Question

Show the locus of the poles of tangents to the parabola ${{y}^{2}}=4ax$ with respect to the parabola ${{y}^{2}}=4bx$ is the parabola ${{y}^{2}}=\dfrac{4{{b}^{2}}}{a}x$.

Answer 1

Hint: We use the equation of tangent to the parabola $\left( y=mx+\dfrac{a}{m} \right)$ and equation of polar of the parabola $\left( ky=2a\left( x+h \right) \right)$.

Complete step-by-step answer:

Consider the above picture.
There are two parabolas green ${{y}^{2}}=4bx$ and orange ${{y}^{2}}=4ax$.
From point $A(h,k)$ on the green parabola, a black tangent to the orange parabola is drawn. The point where the tangent touches the orange parabola is $B$.
Since $AB$ is the tangent to the orange parabola, we can write its equation using the general equation of tangent, which is given as $y=mx+\left( \dfrac{a}{m} \right)$, where $~m$ is the slope of the tangent to the parabola.
So we can write the equation of line $AB$ as ,
$AB:y=mx+\left( \dfrac{a}{m} \right)$
Multiplying throughout by $m$ we get,
$AB:{{m}^{2}}x-my+a=0...(i)$
It is given that$A(h,k)$ is the pole of $AB$ with respect to parabola ${{y}^{2}}=4bx$.
We know that equation of polar of a general parabola ${{y}^{2}}=4ax$ with respect to a general point $\left( h,k \right)$ is $ky=2a\left( x+h \right)$.
So the equation of the polar for our parabola is
$ky=2b\left( x+h \right)$
$ky=2bx+2bh$
$2bx+2bh-ky=0...(ii)$
Since equations $\left( i \right)$ and $\left( ii \right)$ are representing the same line $AB$ their coefficients must be proportional.
So,
$\dfrac{2b}{{{m}^{2}}}=\left( \dfrac{-k}{-m} \right)=\dfrac{2bh}{a}$
Which gives,
$\dfrac{2b}{k}=m...(iii)$
$\dfrac{a}{h}={m}^{2}...(iv)$
Substituting equation $\left( iii \right)$ in $\left( iv \right)$ we get,
${{\left( \dfrac{2b}{k} \right)}^{2}}=\dfrac{a}{h}$
${{k}^{2}}=\dfrac{4{{b}^{2}}}{a}h$
This is the required locus.
Now since $\left( h,k \right)$ are general points on our locus we can replace $h$ by $x$ and $k$ by $y$.
${{y}^{2}}=\dfrac{4{{b}^{2}}}{a}x$
This is the required locus which represents another parabola.
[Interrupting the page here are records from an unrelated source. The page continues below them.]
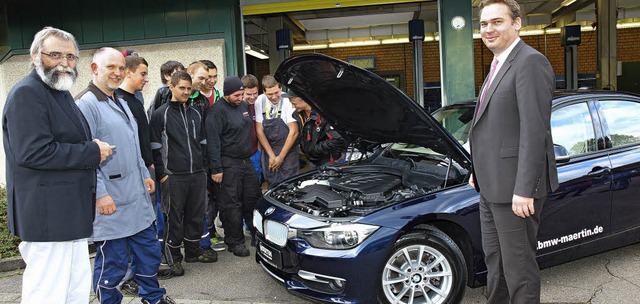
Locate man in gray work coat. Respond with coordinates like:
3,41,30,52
76,47,174,304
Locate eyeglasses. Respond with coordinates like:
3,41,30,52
41,52,78,62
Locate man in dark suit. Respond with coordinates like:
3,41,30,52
2,27,112,303
469,1,559,303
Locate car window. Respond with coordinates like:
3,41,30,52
551,102,597,157
431,106,474,146
598,100,640,148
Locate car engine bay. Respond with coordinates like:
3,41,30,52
268,163,458,218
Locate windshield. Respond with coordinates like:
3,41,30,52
432,106,475,152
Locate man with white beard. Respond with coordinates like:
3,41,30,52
2,27,113,304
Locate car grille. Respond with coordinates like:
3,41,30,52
265,220,288,247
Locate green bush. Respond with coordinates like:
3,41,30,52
0,187,21,259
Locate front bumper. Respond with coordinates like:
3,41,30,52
254,202,398,304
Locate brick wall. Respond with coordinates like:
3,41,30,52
256,27,640,99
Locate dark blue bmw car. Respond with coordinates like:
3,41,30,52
253,53,640,304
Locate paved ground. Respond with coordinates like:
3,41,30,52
0,242,639,303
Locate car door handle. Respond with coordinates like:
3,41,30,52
586,166,611,178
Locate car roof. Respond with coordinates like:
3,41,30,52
437,90,640,111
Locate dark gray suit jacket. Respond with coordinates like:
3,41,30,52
3,70,101,242
470,40,559,203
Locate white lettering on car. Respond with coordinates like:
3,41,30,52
537,225,604,250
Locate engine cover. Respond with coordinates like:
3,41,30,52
294,184,344,209
330,173,401,197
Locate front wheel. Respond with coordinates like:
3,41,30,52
379,226,467,304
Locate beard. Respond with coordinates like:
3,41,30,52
35,60,78,91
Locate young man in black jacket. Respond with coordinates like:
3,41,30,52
150,71,216,277
289,91,347,168
206,76,262,257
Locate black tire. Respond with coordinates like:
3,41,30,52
378,226,467,304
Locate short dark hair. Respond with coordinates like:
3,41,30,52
479,0,521,20
200,59,217,70
160,60,185,84
125,56,148,71
241,74,259,89
170,70,192,87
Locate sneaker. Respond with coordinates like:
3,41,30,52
141,295,177,304
228,244,250,257
184,248,218,263
250,235,257,247
121,279,139,296
210,241,226,252
213,232,225,244
170,262,185,276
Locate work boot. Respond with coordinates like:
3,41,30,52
184,248,218,263
228,244,250,257
157,264,173,280
170,262,185,276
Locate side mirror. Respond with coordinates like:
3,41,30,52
554,144,570,163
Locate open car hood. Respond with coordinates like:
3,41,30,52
274,53,469,165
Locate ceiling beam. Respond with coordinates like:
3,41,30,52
551,0,595,23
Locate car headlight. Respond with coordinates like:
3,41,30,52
297,223,379,250
253,209,263,235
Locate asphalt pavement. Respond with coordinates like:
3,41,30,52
0,242,639,303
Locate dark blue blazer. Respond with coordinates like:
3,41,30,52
3,70,100,242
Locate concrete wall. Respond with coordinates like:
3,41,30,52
0,38,225,185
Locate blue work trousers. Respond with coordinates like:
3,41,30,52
93,225,165,304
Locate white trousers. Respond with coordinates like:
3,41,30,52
19,239,91,304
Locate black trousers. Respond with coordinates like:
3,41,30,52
164,172,206,263
205,174,221,236
217,156,262,246
480,195,546,304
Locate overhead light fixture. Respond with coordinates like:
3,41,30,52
618,22,640,29
293,44,329,50
520,29,545,36
545,28,562,34
381,38,409,44
328,40,381,48
581,25,595,32
245,44,269,59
Note: Students have to think carefully while deciding which is the variable before eliminating it. In this question students might eliminate $a$ which will give them the wrong answer. Also they may use their own different techniques to eliminate the variable from the equations. Also, if they feel it is redundant to use $\left( h,k \right)$ first and then replace it as $\left( x,y \right)$ they may use $\left( x,y \right)$ from the start as well.